HoneyMCP adds deception capabilities to a FastMCP server by injecting ghost tools that mimic security-sensitive utilities. When integrated, attackers interacting with your MCP server may discover these honeypots, which capture tool invocation data, arguments, and session metadata while presenting synthetic results. The system supports two protection modes: SCANNER (default), which locks out further tool calls after a honeypot is triggered, and COGNITIVE, which continues to respond with fake data to keep attackers engaged. You can enable HoneyMCP with a single line of code to wrap your existing MCP instance, and then run the MCP server as usual to start collecting telemetry and attack fingerprints.

How to install

Prerequisites:

  • Python 3.11+ installed on the host
  • pip available
  • Access to install Python packages from PyPI

Installation steps:

  1. Create a virtual environment (optional but recommended): python -m venv venv source venv/bin/activate # on Unix or venv\Scripts\activate.bat on Windows

  2. Install HoneyMCP from PyPI: pip install honeymcp

  3. Initialize configuration (optional but recommended): honeymcp init # Creates config files like honeymcp.yaml and .env.honeymcp

  4. Run the MCP server with HoneyMCP integrated: python -m honeymcp

  5. Set up quick integration in your FastMCP server code by wrapping your mcp instance with the honeypot protection (see README for usage examples): from honeymcp import honeypot mcp = honeypot(existing_mcp)

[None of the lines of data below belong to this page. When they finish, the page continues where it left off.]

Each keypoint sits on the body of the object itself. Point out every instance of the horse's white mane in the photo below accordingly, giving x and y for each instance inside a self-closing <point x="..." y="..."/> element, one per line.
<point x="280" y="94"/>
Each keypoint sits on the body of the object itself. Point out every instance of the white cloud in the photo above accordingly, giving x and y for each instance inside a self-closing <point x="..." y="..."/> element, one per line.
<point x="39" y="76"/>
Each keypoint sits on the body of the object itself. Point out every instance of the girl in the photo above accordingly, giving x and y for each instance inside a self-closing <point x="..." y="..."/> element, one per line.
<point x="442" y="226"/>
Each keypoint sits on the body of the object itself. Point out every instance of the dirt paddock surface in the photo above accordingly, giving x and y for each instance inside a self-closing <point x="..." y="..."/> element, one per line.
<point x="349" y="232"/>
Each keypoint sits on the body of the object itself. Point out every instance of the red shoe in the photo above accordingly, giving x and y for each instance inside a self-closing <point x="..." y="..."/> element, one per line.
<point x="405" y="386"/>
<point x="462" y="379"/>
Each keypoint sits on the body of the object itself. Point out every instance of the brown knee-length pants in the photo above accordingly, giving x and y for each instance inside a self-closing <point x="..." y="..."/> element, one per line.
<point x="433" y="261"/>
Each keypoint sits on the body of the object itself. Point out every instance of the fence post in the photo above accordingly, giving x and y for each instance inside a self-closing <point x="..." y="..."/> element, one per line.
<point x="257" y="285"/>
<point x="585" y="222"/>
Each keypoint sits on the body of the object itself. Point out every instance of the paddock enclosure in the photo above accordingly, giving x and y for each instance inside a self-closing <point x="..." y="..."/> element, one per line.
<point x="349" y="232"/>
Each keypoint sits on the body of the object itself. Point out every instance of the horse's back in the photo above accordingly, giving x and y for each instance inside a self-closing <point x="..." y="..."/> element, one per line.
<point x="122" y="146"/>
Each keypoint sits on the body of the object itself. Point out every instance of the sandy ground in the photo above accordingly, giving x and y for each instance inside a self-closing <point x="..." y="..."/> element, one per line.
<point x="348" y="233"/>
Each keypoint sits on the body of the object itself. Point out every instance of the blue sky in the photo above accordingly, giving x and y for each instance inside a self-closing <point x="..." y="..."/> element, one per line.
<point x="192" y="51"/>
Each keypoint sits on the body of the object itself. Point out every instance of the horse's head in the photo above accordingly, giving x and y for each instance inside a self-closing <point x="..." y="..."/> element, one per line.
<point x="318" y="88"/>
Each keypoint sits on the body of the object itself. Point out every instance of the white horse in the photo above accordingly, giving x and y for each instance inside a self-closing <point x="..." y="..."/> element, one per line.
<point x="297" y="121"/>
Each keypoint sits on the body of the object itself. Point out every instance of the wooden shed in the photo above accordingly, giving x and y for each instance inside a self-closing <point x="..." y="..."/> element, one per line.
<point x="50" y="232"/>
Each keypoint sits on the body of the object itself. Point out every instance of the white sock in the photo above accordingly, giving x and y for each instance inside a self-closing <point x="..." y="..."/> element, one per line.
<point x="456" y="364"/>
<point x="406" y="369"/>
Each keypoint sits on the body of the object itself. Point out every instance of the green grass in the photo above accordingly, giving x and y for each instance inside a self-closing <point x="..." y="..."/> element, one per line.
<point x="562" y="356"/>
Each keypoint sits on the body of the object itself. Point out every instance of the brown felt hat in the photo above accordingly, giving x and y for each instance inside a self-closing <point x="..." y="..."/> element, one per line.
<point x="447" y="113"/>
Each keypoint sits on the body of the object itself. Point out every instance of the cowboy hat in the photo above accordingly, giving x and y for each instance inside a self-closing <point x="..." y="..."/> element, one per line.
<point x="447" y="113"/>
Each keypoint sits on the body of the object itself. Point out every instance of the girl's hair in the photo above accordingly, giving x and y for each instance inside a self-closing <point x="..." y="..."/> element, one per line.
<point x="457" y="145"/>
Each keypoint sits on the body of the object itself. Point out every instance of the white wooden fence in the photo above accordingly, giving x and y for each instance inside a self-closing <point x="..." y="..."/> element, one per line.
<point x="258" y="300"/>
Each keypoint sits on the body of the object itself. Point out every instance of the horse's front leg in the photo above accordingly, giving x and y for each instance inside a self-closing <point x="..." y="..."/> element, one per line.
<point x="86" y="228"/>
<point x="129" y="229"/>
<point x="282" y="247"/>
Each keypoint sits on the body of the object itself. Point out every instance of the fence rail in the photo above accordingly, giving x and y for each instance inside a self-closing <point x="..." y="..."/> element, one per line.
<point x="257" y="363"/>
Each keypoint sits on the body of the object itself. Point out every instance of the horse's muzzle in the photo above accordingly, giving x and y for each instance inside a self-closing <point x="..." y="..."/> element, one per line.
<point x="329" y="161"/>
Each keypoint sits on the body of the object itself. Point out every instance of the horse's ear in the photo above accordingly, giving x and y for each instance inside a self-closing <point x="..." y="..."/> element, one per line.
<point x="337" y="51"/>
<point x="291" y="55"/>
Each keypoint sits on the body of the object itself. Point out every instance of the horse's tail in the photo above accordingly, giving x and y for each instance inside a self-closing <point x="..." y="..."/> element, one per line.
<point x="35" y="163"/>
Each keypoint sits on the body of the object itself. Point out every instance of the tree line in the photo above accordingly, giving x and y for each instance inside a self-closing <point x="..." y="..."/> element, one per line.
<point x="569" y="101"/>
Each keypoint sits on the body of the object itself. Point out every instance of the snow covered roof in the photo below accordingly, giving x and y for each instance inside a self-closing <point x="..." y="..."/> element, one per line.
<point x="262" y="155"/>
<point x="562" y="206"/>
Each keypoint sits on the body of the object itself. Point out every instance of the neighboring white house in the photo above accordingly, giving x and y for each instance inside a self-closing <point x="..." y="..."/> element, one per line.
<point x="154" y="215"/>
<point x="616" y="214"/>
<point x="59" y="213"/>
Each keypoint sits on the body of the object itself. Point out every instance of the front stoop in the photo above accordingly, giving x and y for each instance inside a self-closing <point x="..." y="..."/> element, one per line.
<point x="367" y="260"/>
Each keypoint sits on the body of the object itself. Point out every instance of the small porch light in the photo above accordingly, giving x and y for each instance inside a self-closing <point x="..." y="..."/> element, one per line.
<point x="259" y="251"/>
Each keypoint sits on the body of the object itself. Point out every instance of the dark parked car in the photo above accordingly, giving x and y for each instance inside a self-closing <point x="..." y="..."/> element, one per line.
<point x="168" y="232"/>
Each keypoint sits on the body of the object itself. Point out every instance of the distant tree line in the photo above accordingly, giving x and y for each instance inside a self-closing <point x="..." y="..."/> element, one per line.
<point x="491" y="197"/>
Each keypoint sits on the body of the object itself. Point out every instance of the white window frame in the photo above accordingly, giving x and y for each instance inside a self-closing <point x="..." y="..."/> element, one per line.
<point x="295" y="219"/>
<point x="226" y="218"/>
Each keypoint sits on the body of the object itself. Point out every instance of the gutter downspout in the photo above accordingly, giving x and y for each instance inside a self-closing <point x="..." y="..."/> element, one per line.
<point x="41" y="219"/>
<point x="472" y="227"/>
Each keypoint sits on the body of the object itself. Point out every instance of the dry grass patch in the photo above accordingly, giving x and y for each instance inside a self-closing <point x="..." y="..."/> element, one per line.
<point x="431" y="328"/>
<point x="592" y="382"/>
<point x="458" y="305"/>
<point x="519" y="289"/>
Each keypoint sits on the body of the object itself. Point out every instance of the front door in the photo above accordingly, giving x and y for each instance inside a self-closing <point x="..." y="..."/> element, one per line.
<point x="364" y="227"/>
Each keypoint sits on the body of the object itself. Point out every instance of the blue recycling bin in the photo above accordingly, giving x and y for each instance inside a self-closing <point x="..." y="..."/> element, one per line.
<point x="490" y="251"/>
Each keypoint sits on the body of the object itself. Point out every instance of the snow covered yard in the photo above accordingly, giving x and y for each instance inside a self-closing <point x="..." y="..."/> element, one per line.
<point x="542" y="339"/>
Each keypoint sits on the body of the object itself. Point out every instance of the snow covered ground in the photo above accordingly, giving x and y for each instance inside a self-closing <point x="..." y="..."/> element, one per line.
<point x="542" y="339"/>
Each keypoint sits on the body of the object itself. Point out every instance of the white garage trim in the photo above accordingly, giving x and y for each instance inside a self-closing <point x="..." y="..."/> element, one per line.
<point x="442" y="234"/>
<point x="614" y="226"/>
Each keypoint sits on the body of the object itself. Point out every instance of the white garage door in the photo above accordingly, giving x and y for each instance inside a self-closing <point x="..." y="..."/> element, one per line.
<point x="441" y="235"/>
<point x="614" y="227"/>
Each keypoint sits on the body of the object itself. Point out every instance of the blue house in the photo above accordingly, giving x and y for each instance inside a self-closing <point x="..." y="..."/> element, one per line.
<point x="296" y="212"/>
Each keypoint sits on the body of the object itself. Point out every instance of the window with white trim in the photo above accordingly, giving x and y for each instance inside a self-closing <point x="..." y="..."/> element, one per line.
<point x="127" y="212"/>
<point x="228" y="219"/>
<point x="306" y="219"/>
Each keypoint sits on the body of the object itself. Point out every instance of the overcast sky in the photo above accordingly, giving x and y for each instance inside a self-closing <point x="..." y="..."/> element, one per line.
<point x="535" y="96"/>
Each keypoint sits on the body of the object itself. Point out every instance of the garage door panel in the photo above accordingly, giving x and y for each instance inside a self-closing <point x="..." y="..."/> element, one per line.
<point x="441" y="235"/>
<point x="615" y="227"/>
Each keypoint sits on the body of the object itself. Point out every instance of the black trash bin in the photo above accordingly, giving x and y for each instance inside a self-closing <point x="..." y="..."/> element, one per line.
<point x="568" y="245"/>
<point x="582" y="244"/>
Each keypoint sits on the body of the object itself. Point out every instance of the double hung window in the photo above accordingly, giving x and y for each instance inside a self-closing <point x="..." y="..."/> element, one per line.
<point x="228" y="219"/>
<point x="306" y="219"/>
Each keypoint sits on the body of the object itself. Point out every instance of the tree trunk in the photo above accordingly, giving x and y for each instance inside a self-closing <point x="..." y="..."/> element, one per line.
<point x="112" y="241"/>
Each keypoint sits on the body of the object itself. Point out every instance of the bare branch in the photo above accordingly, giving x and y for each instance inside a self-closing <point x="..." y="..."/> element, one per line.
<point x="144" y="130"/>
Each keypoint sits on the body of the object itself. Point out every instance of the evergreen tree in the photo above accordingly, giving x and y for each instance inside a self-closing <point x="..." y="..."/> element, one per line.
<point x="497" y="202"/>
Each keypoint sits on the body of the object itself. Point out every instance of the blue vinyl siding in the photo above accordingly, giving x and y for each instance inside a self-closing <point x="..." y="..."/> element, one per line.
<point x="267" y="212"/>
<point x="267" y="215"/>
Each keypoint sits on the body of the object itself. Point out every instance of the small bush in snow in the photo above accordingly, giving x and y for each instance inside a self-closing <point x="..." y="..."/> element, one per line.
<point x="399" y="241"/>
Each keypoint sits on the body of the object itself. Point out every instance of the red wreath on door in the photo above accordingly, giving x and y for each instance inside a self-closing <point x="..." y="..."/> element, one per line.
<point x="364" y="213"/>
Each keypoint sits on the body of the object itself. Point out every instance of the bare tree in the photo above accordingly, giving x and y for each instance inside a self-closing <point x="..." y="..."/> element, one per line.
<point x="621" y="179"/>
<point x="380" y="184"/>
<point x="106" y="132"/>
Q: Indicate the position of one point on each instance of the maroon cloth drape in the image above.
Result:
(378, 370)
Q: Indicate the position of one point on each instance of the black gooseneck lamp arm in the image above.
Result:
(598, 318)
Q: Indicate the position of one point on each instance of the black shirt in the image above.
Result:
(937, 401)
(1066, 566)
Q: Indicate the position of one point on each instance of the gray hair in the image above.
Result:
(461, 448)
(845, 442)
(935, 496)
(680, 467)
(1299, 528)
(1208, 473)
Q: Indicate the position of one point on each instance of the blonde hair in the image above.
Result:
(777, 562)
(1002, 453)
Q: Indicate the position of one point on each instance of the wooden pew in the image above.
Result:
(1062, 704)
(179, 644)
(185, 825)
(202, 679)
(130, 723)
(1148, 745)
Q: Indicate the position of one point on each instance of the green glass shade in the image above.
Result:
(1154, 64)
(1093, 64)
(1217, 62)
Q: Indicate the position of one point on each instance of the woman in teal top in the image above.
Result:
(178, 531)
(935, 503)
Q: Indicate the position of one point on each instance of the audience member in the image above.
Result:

  6. (Optional) Start the UI/dashboard if provided by the project: make run-ui

Additional notes

  • The HoneymCP middleware relies on dynamic or static ghost tools. Dynamic mode generates domain-specific honeypots based on your server context, while static mode uses predefined generic honeypots.
  • Telemetry and AttackFingerprint events are written to the user’s home directory under ~/.honeymcp/events/YYYY-MM-DD/HHMMSS_<session>.json (as described in the docs).
  • For dynamic ghost tools, you will need LLM credentials configured in .env.honeymcp.
  • If you encounter issues with OpenAI API calls, verify your OPENAI_API_KEY environment variable and network access. Restart the server after updating credentials.
  • Protection mode can be tuned at runtime by configuring honeypot(mcp, protection_mode=ProtectionMode.COGNITIVE) for Cognitive mode or simply honeypot(mcp) for Scanner mode.